In terms of retail margins at physical stores and online shops, Bloomberg Intelligence analyst Catherine Lim suggested that its declines could persist through 2020, even if the Covid-19 pandemic eases in the second half of this year, prompting sequential sales gains.
“Retailers will likely offer more discounts at the expense of profitability to stimulate buying and aid clearance of inventories unsold in the first six months of the year.
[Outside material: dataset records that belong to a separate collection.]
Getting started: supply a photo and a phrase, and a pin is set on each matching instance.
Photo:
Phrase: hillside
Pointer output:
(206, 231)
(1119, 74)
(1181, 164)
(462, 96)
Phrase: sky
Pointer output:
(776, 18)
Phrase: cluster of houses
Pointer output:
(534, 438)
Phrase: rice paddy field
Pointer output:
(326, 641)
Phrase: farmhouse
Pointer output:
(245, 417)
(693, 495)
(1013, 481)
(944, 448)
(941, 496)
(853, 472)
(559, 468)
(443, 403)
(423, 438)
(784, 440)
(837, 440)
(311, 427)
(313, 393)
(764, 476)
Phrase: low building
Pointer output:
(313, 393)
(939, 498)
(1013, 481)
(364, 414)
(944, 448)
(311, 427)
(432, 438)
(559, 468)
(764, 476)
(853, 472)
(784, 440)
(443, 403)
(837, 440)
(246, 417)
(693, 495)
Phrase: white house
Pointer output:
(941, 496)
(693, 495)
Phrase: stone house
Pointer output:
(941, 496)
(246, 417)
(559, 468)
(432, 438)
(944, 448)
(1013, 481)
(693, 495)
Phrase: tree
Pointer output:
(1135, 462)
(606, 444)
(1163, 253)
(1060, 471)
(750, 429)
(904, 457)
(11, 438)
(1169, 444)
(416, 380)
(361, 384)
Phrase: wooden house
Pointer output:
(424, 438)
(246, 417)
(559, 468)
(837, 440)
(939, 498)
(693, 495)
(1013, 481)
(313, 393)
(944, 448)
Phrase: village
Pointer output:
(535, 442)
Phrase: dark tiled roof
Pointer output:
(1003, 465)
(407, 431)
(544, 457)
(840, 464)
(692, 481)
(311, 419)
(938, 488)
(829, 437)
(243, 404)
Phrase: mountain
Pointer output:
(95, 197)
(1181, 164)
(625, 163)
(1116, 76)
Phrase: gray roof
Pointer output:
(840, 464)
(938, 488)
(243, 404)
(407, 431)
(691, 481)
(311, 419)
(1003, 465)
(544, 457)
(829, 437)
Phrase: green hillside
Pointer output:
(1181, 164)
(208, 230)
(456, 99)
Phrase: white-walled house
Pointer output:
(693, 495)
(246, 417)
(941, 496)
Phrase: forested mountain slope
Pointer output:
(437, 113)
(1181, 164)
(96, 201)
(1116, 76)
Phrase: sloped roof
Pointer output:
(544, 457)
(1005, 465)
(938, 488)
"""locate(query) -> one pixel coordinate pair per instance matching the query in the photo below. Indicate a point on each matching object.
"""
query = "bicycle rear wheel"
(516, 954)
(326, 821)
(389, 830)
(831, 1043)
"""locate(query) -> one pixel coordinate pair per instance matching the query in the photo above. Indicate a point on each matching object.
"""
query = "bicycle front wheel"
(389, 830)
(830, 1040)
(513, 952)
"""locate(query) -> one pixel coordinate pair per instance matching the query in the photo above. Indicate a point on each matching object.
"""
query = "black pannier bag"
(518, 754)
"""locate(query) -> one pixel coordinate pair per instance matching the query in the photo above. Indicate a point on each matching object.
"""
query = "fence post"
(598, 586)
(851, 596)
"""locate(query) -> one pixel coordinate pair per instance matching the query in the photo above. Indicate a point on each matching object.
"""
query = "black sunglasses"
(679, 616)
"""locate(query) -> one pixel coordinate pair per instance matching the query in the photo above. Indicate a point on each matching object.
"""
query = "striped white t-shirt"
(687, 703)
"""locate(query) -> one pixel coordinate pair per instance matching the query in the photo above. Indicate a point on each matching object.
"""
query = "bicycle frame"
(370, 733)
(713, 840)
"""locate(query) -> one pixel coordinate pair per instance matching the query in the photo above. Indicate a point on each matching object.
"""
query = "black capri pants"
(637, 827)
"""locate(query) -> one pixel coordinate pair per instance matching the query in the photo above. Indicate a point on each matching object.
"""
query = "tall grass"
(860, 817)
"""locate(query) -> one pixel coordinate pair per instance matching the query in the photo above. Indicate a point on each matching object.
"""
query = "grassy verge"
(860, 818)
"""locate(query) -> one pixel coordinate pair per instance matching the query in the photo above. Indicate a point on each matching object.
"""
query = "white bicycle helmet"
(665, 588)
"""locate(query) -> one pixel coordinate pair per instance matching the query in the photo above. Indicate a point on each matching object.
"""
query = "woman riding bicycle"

“Savings from lower merchandise costs on declines in prices of cotton and crude oil-related input are likely inadequate to offset the impact of reduced purchases by shoppers and higher discounts on retail margins,” she said.
MCO Spending Pattern
To put things into perspective, the Department of Statistics Malaysia (DoSM) found that in terms of the expenditure composition, food and non-alcoholic beverage group dominated the average expenditure with 44% during MCO compared to only 18% before the MCO.
This is followed by housing, water, electricity, gas and other fuels (19%), communication (10%), and miscellaneous goods and services (9%).
Meanwhile, the composition of expenditure on other groups contributed to less than 5%.
The study by DoSM on the impact of MCO to household expenditure showed that the average household consumption expenditure during the period is estimated to reduce by RM1,923 or 48%.
Whereas, the average household expenditure inclusive of financial expenses is expected to record a decrease of RM3,504 or 55% from the expenditure before the MCO.
“The average monthly household expenditure has fallen 55% from RM6,317 to RM2,813, while total household expenditure, excluding non-consumption expenses such as loan repayments, savings, income tax deductions, contributions to the Employees Provident Fund and Social Security Organisation, dropped 48% from RM4,033 to RM2,110.
“Clothing and footwear took the heaviest beating in consumption expenditure with a 95% decline, followed by transport at 89%, and restaurants and hotels at 86%,” it said.
The only gainer was food and non-alcoholic beverage at 27%, while communication and education remained unchanged.
Notably, households still purchase personal care items, where it contributed 43.9% from the total expenditure on miscellaneous goods and services.
Alcoholic beverages and tobacco also saw a steep decline of 64%.
DoSM’s survey also found that the cutbacks in spending were more severe among households in the higher income segments whereby the top 20% (T20) category recorded a 59% reduction in spending, followed by the middle 40% (M40) and bottom 40% (B40) categories at 48% and 41% respectively.
“Assuming that all households opt for the six-month moratorium, the decline in household spending would be 63% for T20, and 54% and 49% for M40 and B40 respectively,” the statistics department said.
DoSM also highlighted that the household expenditure pattern during the MCO is expected to differ from the expenditure pattern before the MCO.
“This is because the expenditure of households is more focused on goods and services that are really required by the households such as food, utilities, health and communication,” it said.
This, in turn, would lead to a fall in private expenditure for the first quarter of 2020 between 8% and 10%.
The department also believes the delays in spending by households due to the MCO and their concerns on Covid-19 will delay the economic recovery process.